A new book on the new love of labor in business

There is something strangely British about watching the government go to great lengths to rescue people close to fur. Like putting good biscuits before it’s the end of the Bailiff.
And so we have Sir Keir Keir Starmer – a man who occupied a natural place somewhere between the select committee hearings and the British business line at NO 10 about how Destring is “going on”.
Natwest, sage, Marks & Spencer, Taylor Wimpey, Octopus Energy … All the usual names find a famous door, like shy wedding guests full of ‘UN but they just buy a list gift because, well, it’s tradition. And what do they get for their trouble? A drink, a handshake, and a changed sight of Rachel Reves destroying her financial guillotine on November 26.
Because let’s be honest: Corporate Britain is not stupid. It can sniff out a tax return long before it hits. Businesses up and down the country have been placed under this budget since Reeves started last year, when he went with the employer’s insurance and the lowest salary would have heard the joint insurer of every paid director in the country. That budget, you’ll remember, was destroyed in about nine minutes by the medical dating work it has done in the post-Corbyn years – a form of political medicine designed to convince business leaders that yes, the party had changed; No, no one comes in their boats; Yes, they can come out from behind the couch.
Starmer’s reception This week was meant to be a happy gesture – a warm hug before the cold reality of a black hole locked in £30 billion of £30 billion was revealed. But the whole thing had the atmosphere of GP giving you lollipop moments before telling you they’re going to remove your leg “to be safe” just to be safe “.
What is said to be similar in thinking next will even Gordon Brown Blush. A deceptive promotion of income tax (because who needs promises, really?). A full-blown attack on limited liability partnerships (sorry, lawyers; sorry, accountants; most people won’t apologize at all). And, my personal favorite, the railer on salary pension schemes – those smart little businesses used to keep costs down without asking workers to start living on tinned tomatoes.
Therefore, the atmosphere in the room was not “Christmas in Libels”. It was “The annual meeting of people who know the Bill is coming but haven’t decided who pays”.
The tragedy here – and it is tragic, in the old British sense of foresight and yet somehow oppressive – is that each project had the business community on its side. In the heat of the moment, Starmer and Reeves were the stuff of sane people. Those that would not drive the economy to the right place on the ideological peg. Those who did not treat FTSE companies as enemies of the state. Those, we were told, “Understand how wealth is created”. (And then, three months later, he raised the tax on the people who built it.)

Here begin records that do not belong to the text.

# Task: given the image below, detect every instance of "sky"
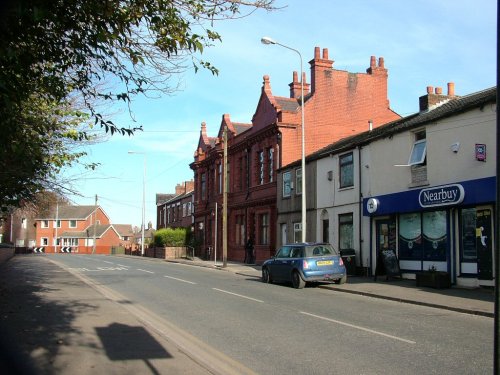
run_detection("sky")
[65,0,497,228]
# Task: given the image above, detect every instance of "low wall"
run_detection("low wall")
[0,246,15,264]
[144,246,187,259]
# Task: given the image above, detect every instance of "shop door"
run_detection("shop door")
[375,218,397,257]
[375,218,397,272]
[476,208,493,280]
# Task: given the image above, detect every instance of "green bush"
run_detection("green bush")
[155,228,186,247]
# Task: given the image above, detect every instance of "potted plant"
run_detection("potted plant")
[416,265,451,289]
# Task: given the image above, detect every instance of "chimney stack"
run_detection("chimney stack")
[419,82,456,111]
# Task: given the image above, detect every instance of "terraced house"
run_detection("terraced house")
[35,205,133,254]
[190,47,400,263]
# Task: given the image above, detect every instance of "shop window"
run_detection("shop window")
[460,208,477,262]
[408,130,427,165]
[339,152,354,188]
[283,171,292,198]
[339,213,354,250]
[399,211,448,261]
[295,168,302,195]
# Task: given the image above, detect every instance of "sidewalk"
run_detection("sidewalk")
[167,258,494,318]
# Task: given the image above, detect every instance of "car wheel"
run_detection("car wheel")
[335,275,347,285]
[262,268,273,284]
[292,271,306,289]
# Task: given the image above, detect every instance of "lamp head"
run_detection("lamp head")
[260,36,276,44]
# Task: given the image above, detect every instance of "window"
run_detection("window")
[259,151,264,185]
[260,214,269,245]
[201,173,207,201]
[63,238,78,246]
[339,213,354,250]
[268,147,274,182]
[283,171,292,197]
[235,215,245,245]
[293,223,302,243]
[399,211,448,261]
[408,130,427,165]
[219,164,222,194]
[339,152,354,188]
[295,169,302,194]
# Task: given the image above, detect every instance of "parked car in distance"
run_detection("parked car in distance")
[262,243,347,289]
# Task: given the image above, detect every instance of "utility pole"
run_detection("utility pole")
[92,194,97,254]
[222,125,227,268]
[54,201,59,253]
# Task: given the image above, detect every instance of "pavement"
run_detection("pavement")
[0,255,494,375]
[167,258,495,318]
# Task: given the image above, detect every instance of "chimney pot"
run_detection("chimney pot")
[448,82,455,96]
[314,47,321,60]
[323,48,328,60]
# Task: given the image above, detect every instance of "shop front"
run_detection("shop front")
[363,177,495,286]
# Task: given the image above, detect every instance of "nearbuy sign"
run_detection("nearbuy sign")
[418,184,465,208]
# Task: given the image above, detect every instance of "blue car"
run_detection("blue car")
[262,243,347,289]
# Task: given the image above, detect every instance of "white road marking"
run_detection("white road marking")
[163,276,196,285]
[212,288,264,303]
[137,268,154,273]
[300,311,416,344]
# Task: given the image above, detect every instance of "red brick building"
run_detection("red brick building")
[190,47,400,263]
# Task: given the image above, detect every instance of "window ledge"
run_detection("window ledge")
[408,180,430,189]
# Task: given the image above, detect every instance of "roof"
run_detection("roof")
[37,206,99,220]
[274,96,300,112]
[156,193,175,206]
[113,224,134,237]
[280,87,497,169]
[61,224,118,238]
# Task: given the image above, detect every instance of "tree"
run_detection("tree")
[0,0,276,209]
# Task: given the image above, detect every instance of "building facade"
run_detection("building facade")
[35,206,128,254]
[156,180,194,229]
[277,84,496,286]
[191,47,400,263]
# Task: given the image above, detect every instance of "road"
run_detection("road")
[3,255,493,374]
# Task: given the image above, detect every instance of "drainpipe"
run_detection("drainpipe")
[357,146,363,276]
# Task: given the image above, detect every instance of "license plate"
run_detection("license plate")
[316,260,333,266]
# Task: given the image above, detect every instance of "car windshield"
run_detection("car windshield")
[306,245,338,257]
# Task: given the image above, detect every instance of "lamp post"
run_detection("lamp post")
[260,36,306,242]
[128,151,146,256]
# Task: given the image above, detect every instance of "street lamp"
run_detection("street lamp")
[260,36,306,242]
[128,151,146,256]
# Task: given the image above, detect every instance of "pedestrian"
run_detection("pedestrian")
[245,237,254,264]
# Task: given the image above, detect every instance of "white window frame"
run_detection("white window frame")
[283,171,292,198]
[295,168,302,195]
[293,223,302,243]
[408,130,427,165]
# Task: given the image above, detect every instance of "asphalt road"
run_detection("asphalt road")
[8,255,493,374]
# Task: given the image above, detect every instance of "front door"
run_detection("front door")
[375,218,398,271]
[476,208,493,280]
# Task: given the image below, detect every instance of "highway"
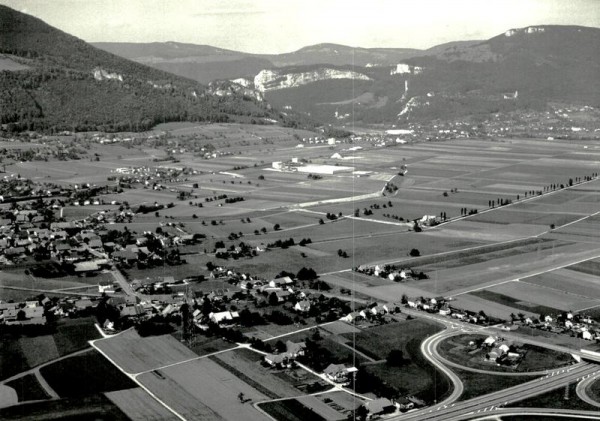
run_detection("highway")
[389,363,600,421]
[576,372,600,411]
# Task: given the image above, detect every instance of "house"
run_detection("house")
[396,396,415,411]
[483,336,496,346]
[275,290,292,303]
[75,261,100,274]
[263,353,291,368]
[498,344,510,354]
[294,300,310,313]
[208,311,240,324]
[365,398,397,418]
[285,341,306,358]
[370,304,390,316]
[269,276,294,288]
[98,281,115,294]
[340,311,364,323]
[323,364,358,384]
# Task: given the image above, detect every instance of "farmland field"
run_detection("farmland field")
[6,374,49,402]
[104,387,179,421]
[40,350,135,397]
[439,335,575,373]
[94,329,198,373]
[137,358,268,421]
[211,349,319,398]
[259,399,327,421]
[0,394,129,421]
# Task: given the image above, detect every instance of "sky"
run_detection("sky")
[0,0,600,53]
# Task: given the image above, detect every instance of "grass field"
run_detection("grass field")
[503,383,598,410]
[0,394,129,421]
[470,290,561,315]
[210,349,312,398]
[439,335,574,373]
[95,329,197,373]
[259,399,327,421]
[104,387,179,421]
[138,358,267,421]
[6,374,50,402]
[452,368,532,401]
[0,318,99,380]
[343,319,448,401]
[40,350,135,398]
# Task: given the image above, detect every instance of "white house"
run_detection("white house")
[208,311,240,324]
[294,300,310,313]
[483,336,496,346]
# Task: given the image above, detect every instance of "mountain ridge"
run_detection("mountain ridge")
[0,6,279,132]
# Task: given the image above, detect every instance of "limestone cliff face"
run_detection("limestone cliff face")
[92,67,123,82]
[504,26,545,37]
[232,68,371,92]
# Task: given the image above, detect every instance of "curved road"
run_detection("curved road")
[576,373,600,408]
[432,330,565,377]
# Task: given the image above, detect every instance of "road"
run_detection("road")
[388,363,599,421]
[576,372,600,408]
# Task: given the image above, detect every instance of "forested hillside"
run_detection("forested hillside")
[0,6,280,132]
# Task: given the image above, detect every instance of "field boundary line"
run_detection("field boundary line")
[133,345,240,376]
[263,320,337,342]
[89,339,187,421]
[517,278,600,305]
[449,248,600,297]
[452,278,519,297]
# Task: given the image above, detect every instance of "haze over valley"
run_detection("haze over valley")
[0,0,600,421]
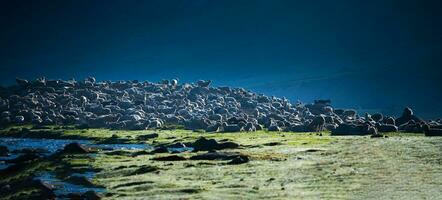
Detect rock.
[5,153,40,164]
[423,124,442,136]
[131,165,159,175]
[227,155,250,165]
[61,142,90,154]
[0,145,9,156]
[384,117,396,125]
[377,124,398,133]
[191,137,239,151]
[152,155,187,161]
[28,179,55,199]
[396,107,422,126]
[332,123,370,135]
[81,190,101,200]
[65,176,95,187]
[398,120,424,133]
[190,151,239,160]
[137,133,158,140]
[268,125,282,131]
[196,80,212,87]
[307,116,325,132]
[371,113,384,122]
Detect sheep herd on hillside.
[0,77,442,135]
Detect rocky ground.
[0,127,442,199]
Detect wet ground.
[0,129,442,199]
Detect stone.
[396,107,422,126]
[423,124,442,136]
[81,190,101,200]
[152,155,187,161]
[377,124,398,133]
[227,155,250,165]
[0,145,9,156]
[61,142,90,154]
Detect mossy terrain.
[0,127,442,199]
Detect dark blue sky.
[0,0,442,117]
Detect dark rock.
[137,133,158,140]
[377,124,398,133]
[423,124,442,136]
[131,165,159,175]
[396,107,422,126]
[227,155,250,165]
[152,155,187,161]
[61,142,90,154]
[332,123,370,135]
[191,137,239,151]
[0,145,9,156]
[371,113,384,122]
[384,117,396,125]
[5,153,40,164]
[307,116,325,132]
[31,180,55,199]
[151,146,169,153]
[190,151,239,160]
[267,125,282,131]
[65,176,95,187]
[81,190,101,200]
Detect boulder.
[152,155,187,161]
[227,155,250,165]
[377,124,398,133]
[423,124,442,136]
[0,145,9,156]
[191,137,239,151]
[332,123,370,135]
[81,190,101,200]
[396,107,422,126]
[61,142,90,154]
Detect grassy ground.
[1,129,442,199]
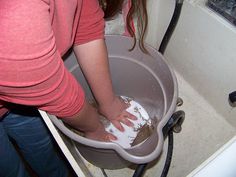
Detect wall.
[159,0,236,126]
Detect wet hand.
[99,97,137,131]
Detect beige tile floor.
[76,73,236,177]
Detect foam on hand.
[105,96,149,148]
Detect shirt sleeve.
[74,0,105,45]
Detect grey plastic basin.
[48,36,178,169]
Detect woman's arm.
[74,39,136,131]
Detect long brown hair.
[99,0,148,53]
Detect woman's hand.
[98,96,137,131]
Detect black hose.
[161,130,174,177]
[158,0,183,54]
[133,163,147,177]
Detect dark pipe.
[228,91,236,107]
[133,163,147,177]
[161,130,174,177]
[158,0,184,54]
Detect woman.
[0,0,148,177]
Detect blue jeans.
[0,107,68,177]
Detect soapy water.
[67,96,154,148]
[103,96,151,148]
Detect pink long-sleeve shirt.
[0,0,104,117]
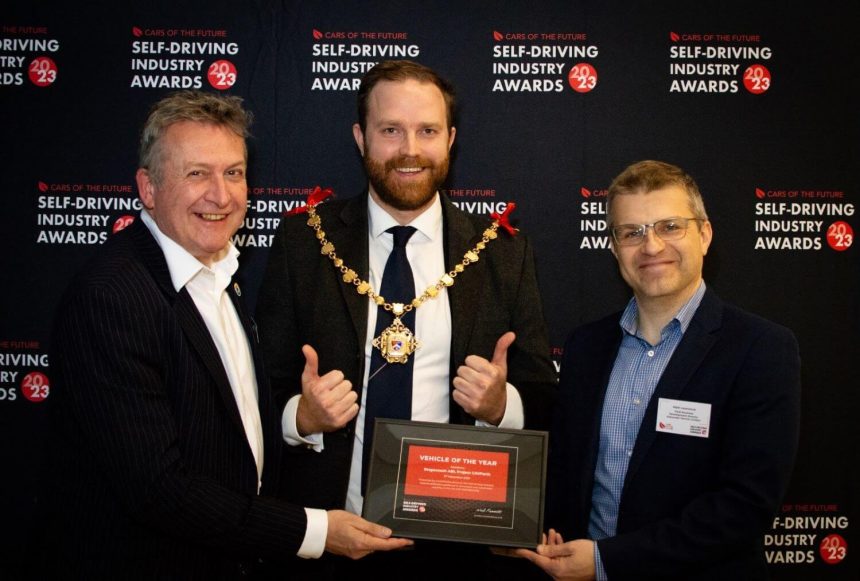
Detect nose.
[400,132,418,157]
[641,225,666,254]
[206,174,231,208]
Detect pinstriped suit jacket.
[48,220,306,579]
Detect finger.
[302,345,319,379]
[352,515,392,539]
[537,544,573,559]
[492,331,517,368]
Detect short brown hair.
[358,60,457,131]
[606,159,708,228]
[138,90,253,183]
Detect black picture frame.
[362,418,549,549]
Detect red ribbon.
[284,186,334,216]
[490,202,520,236]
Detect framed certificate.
[362,418,549,548]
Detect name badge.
[657,397,711,438]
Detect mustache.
[384,155,434,171]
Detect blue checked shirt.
[588,281,705,581]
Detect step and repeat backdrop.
[0,0,860,580]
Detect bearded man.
[257,61,557,579]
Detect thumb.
[491,331,517,369]
[302,345,319,379]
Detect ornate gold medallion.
[307,203,500,363]
[373,317,421,363]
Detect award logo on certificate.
[362,418,548,548]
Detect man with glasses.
[515,161,800,581]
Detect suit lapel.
[440,194,486,370]
[330,193,370,345]
[625,289,723,483]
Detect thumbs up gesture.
[296,345,358,436]
[453,331,516,426]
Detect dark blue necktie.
[361,226,415,494]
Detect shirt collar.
[140,209,239,292]
[620,280,706,335]
[367,192,442,242]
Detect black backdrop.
[0,0,860,579]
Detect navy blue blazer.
[546,289,800,581]
[46,219,307,579]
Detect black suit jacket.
[46,219,306,579]
[257,193,556,508]
[547,290,800,581]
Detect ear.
[134,168,155,210]
[352,123,364,157]
[699,220,714,256]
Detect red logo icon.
[113,216,134,234]
[207,60,236,91]
[29,56,57,87]
[21,371,51,403]
[818,533,848,565]
[567,63,597,93]
[827,220,854,252]
[744,65,770,95]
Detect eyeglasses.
[612,218,705,246]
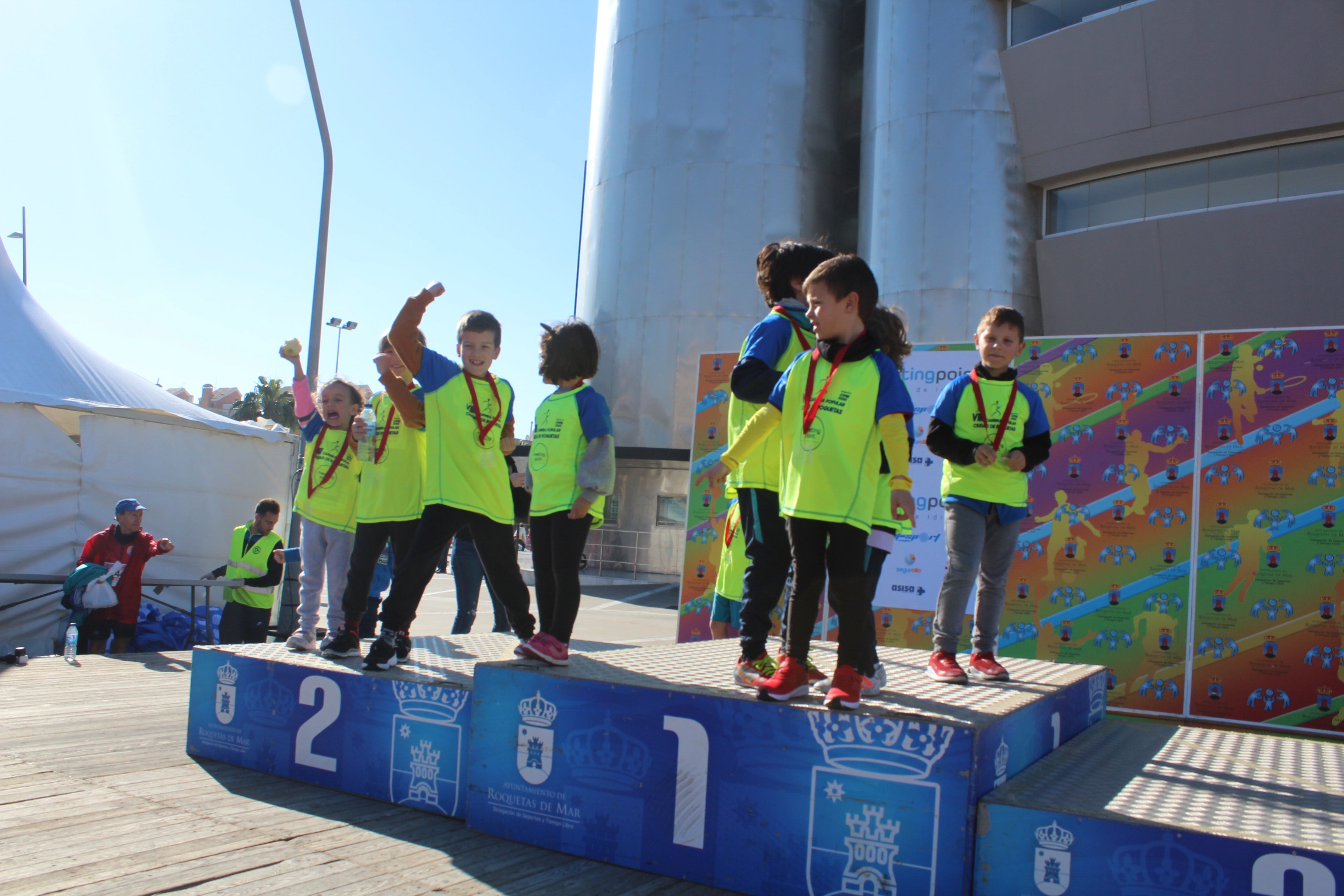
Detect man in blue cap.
[79,499,173,653]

But credibility, like a good steak, is hard won and easily wasted. The Starmer government seems determined to drag it to death with a sharp pitchfork.
The Prime Minister’s biggest hope is that business leaders, desperate to be strong – are so desperate that they will swallow any number of tax increases as long as they are announced in full Fever sentences rather than meet with the federal Government. There is a real truth to this. Business likes to predict. Loves the greats. Likes lights to stay on when you press a button.
But there is a limit to how much your “doing bits” can be told to do before they start thinking about the happiness of Dublin. Reeves’ recent speech, in which he firmly told all that “each of us must do a little for the security of our country and the light of our future”, he felt like being told to wash someone else’s dishes because “we are all family here”.
The road below went down to comment on the guest list, naturally, which is Whitehall code for “Everyone involved is angry but no one wants to go first”. But I suspect that behind forced smiles and warm white wine, Britain’s top brass are quietly discussing how much the government is going to cost them – and whether anything will actually happen.
Because while Starmer may not believe that a few canapé-laden evenings can undo the damage, business leaders know better. Political trust is not rebuilt through concessions; It is also designed with a policy that does not change direction every time the wind blows across the parge yogada.
And unless Reeves pulls the economic rabbits into his red box later this month, the only thing coming out of the top 10 will be Britain.